Prove $(X_n, F_n) $ Martingale $\iff \int_{F} X_{n+1} = \int_{F} X_{n} \forall F \in F_n$ I have some additional questions to this exercise:
Let $(\Omega, F, F_n, P)$ filtered probability space. Let $(X_n)_{n\in\mathbb{N}} \in \mathcal{L}^1(P)$, which is adopted to $(F_n)_{n\in\mathbb{N}}$.
Show $(X_n, F_n) $ Martingale $\iff \int_{F} X_{n+1} = \int_{F} X_{n} \forall F \in F_n$. 
I think I have proved the following: "$\Rightarrow$"
$$\int_F X_{n+1} dP = E[1_{F}X_{n+1}] = E[E[1_{F}X_{n+1}|F_n]] = E[1_FE[X_{n+1}|F_n]] = E[1_F X_{n}] = \int_F X_{n} dP $$
Is this correct? Im not sure about this:
$$ E[E[1_{F}X_{n+1}|F_n]] = E[1_FE[X_{n+1}|F_n]] $$
And how should I show the other implication? Any help is appreciated?
 A: The equivalence is just immediate from the definitions of the terms involved. Indeed, with measurability and integrability as background assumptions, we have 
$$(X_n, F_n) \  \text{is a martingale}$$ if and only if 
$$E(X_{n+1} \mid F_n) = X_n$$ if and only if 
$$\int_F X_{n+1} dP = \int_F X_n dP, \ \ \forall F \in F_n,$$
where we used the definition of a martingale first and the definition of conditional expectation second.
As to what you wrote, it's correct, just overkill.
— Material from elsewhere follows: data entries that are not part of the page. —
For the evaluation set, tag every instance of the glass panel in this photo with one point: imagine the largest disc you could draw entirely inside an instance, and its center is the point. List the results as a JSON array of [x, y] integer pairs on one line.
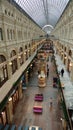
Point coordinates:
[[43, 12]]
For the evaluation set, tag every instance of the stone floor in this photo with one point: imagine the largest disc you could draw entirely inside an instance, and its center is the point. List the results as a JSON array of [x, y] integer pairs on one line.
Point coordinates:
[[50, 119]]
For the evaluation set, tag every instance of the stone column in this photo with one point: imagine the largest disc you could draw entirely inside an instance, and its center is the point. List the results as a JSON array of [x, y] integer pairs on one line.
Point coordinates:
[[26, 77], [71, 72], [9, 109], [9, 68], [20, 90]]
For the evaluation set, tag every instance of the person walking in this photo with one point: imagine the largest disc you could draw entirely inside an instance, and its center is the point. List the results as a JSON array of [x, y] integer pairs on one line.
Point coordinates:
[[62, 72]]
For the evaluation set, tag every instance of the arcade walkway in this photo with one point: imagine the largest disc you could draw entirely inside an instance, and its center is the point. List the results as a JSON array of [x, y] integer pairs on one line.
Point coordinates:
[[50, 119]]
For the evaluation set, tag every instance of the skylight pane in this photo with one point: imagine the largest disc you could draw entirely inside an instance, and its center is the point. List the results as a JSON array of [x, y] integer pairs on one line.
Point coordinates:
[[43, 12]]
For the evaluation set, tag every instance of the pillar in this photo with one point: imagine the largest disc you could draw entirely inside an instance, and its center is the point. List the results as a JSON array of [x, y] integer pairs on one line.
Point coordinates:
[[9, 67], [71, 72], [26, 77], [20, 90], [9, 109]]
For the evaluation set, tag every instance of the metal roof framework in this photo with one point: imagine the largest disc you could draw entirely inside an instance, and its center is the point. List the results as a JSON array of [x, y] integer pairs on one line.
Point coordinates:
[[44, 12]]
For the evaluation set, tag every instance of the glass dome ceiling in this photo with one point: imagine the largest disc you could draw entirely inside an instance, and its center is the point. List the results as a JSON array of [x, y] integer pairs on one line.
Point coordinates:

The equality you ask about holds because $E(1_FX_{n+1} \mid F_n) = 1_FE(X_{n+1} \mid F_n)$, which is in turn justified by noting that $F \in F_n$ implies that $1_F$ is measurable $F_n$.
A: The two statements $X_n$ is $F_n$-measurable and $\int_{F} X_{n+1} = \int_{F} X_{n} \forall F \in F_n$
are equivalent to
$$E[X_{n+1} | F_n] = X_n$$
provided $X_n$ is integrable, which it is.
Now for $(X_n)_n$ to be an $((F_n)_n, P)_-$ martingale, we need that


*

*$X_n$ is integrable for each $n$ --> given

*$X_n$ is adapted to $F_n$ for each $n$ --> true by definition of $F_n$

*$E[X_{n} | F_m] = X_m$ for $m \le n$ and (I guess?) $m, n \in \mathbb N$


Well, $X_m$ is $F_m$-measurable so all that's left to check is $$\int_{F} X_{m} = \int_{F} X_{n} \forall F \in F_m$$
So yeah, we just have to show that
$$\int_{F} X_{m} = \int_{F} X_{n} \forall F \in F_m \iff \int_{F} X_{n+1} = \int_{F} X_{n} \forall F \in F_n$$
For $\leftarrow$, we know that
$$\int_{F} X_{n+1} = \int_{F} X_{n} \forall F \in F_n \tag{1}$$
and
$$\int_{F} X_{n} = \int_{F} X_{n-1} \forall F \in F_{n-1} \tag{2}$$
Actually, $(1)$ implies
$$\int_{F} X_{n+1} = \int_{F} X_{n} \forall F \in F_{n-1} \tag{3}$$
Thus from $(2)$ and $(3)$ we have
$$\int_{F} X_{n+1} = \int_{F} X_{n-1} \forall F \in F_{n-1} \tag{3}$$
Then we work our way down from $n+1$ to $n$ to $n-1$ all the way until $m$. Formally, I guess we take cases. If $m=n-1$, then we're done. If $m=n-2$, then perform another iteration. And so on. I've never seen an iteration kind of proof in maths before. It just seemed like obvious alternative definitions of the martingale property.
Anyhoo for $\rightarrow$, I think you can take it from here. It's similar to proof for $\leftarrow$, perhaps the steps are reversible. I'm hungry now. So, I'll let you try.